To date, this is the first study to reveal suicide attempts rates and risk factors in middle-aged first-episode untreated patients with IFG. The study found that: (1) suicide attempts rate was 20.98% (174/830) in middle-aged untreated MDD patients, and 38.66% (46/119) in those with IFG, which is significantly higher and 2.87 times higher than the overall middle-aged MDD population. (2) Middle-aged MDD patients with IFG who attempted suicide had longer duration of illness, more depression, anxiety, and psychiatric symptoms, higher blood TSH, TGAb, TPOAb, total cholesterol levels, and higher blood pressure than those without suicide attempts. (3) HAMA, TGAb, and disease duration may act as independent predictors of suicide attempt risk in middle-aged depressed patients comorbid IFG.
Our study indicated that the incidence of suicide attempts in middle-aged untreated depressive patients was 20.9%, which is consistent with previous research on Asian populations. For example, a meta-analysis conducted in Chinese population revealed a lifetime suicide rate of 23.7% and a monthly suicide rate of 20.3%[26]. A study in Thailand reported a suicide rate of 16.9% among MDD patients[27], and In South Korea, Kim reported that 19.8% of MDD patients had attempted suicide once or more[28]. However, in the current study, the suicide rate of depressed patients comorbid IFG increased substantially to 38.66%. This is close to the 35% suicide rate reported by Lalthankimi et al. for patients with severe MDD and the 33.7% suicide rate reported by Azorin JM for patients with unilateral or bilateral disorder[29]. Their findings suggested that the suicide rate related to the severity of the disease. Our study suggested that the suicide attempts rate in middle-aged MDD patients with IFG in China was much higher than that of Asian depressed patients in general, suggesting that the difference in suicide rates may be related to the following reasons. First, IFG or disturbed glucose metabolism directly or indirectly contributes to the increased suicide attempt rate[11]. Second, our study focused on middle-aged adults, who may had a higher rate of somatic diseases compared to the general population.
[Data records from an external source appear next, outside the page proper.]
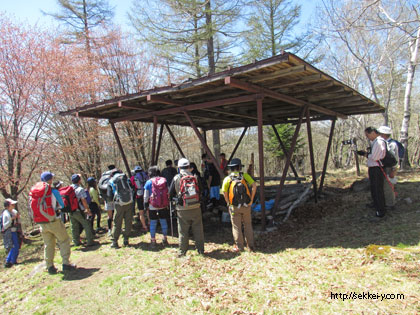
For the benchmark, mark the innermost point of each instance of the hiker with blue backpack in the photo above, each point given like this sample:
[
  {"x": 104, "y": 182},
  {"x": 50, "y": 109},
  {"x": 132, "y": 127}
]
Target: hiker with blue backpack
[
  {"x": 185, "y": 190},
  {"x": 138, "y": 181},
  {"x": 239, "y": 199},
  {"x": 120, "y": 192},
  {"x": 103, "y": 192},
  {"x": 94, "y": 205},
  {"x": 78, "y": 218},
  {"x": 397, "y": 150},
  {"x": 9, "y": 221},
  {"x": 156, "y": 201}
]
Many somatic diseases, such as chronic pain, thyroid dysfunction, and arthritis, have been associated with increased suicide rates[30, 31]. Third, several other studies had included outpatients and inpatients, a significant proportion of whom were receiving or had received antidepressant treatment, whereas our study focused on untreated patients with MDD. Fourth, differences in the social background, economic status, and medical conditions of the study populations may also contribute to differences in suicide rates[32].
Our findings suggested that among middle-aged patients with MDD, those with longer duration of illness had a higher suicide rate, which is consistent with previous findings on the correlation between the disease duration and patients' risk of suicide. For instance, Fang revealed that the total duration of depression was closely related to suicidal ideation[33]. Kraus et al. found that longer duration of untreated depression were often associated with worse outcomes[34]. Liang et al. reported that recurrent episodes of depression increased the risk of suicide[35]. An analysis of clinical data from 13 psychiatric and general hospitals in China concluded that multiple episodes of depression and a history of suicide attempts were independent risk factors for current suicide attempts[36]. However, there have also been studies that have incorporated disease duration into the selection of suicide risk factors for MDD patients, and the results showed that disease duration did not serve as a predictor for suicide. This inconsistency may be related to age differences and severity of disease among the participants of the studies. We hypothesize that some of the MDD patients who participated in this study did not seek treatment early at the onset of symptoms for social, economic, and cultural reasons. Instead, they sought treatment when their disease progressed to a more severe stage. Thus, the long duration of the disease caused physical or mental harm to untreated MDD patients, increasing the risk of suicide attempts. Our results suggested that early detection and treatment of MDD may reduce the incidence of suicide attempts by shortening the course of the disease. But further research is needed to address this risk factor, and these studies need to quantify the different levels of disease severity.
Our findings revealed a correlation between suicide risk and thyroid autoimmunity in middle-aged MDD patients. We found that blood levels of TGAb, TPOAb, and TSH were significantly elevated in MDD patients with suicide attempts, but without statistically significant differences in FT3 and FT4 levels. Elevated TSH levels with normal FT3 and FT4 levels indicate the presence of subclinical hypothyroidism[37], with a prevalence in the population of 3.8%-4.3%[38, 39]. TGAb and TPOAb play important roles in thyroid autoimmune diseases[40], and TGAb is a marker for autoimmune thyroid disease as is TPOAb[41]. Subclinical hypothyroidism is accompanied by abnormal levels of TGAb and TPOAb, leading to the diagnosis of autoimmune thyroiditis, which is also the main cause of subclinical hypothyroidism[37, 42]. Previous studies have suggested that autoimmune thyroiditis is common in the elderly[43], and TGAb and TPOAb levels are also associated with depressive symptoms[44]. In addition, Our study further suggested that TGAb was also associated with suicide attempts and was a risk predictor of suicide attempts in middle-aged first-episode depressive patients. The mechanism underlying the relevance of abnormal thyroid immune function and suicide attempts in depressed patients may be its effect on neurotransmitters such as serotonin 5-hydroxytryptamine and norepinephrine, which play an important role in suicide attempts[45]. Second, high levels of TGAb and TPOAb indicate that these patients are in an autoimmune state, and autoimmunity has been linked to suicide attempts through the kynurenine pathway and the hypothalamic-pituitary-adrenal axis[46].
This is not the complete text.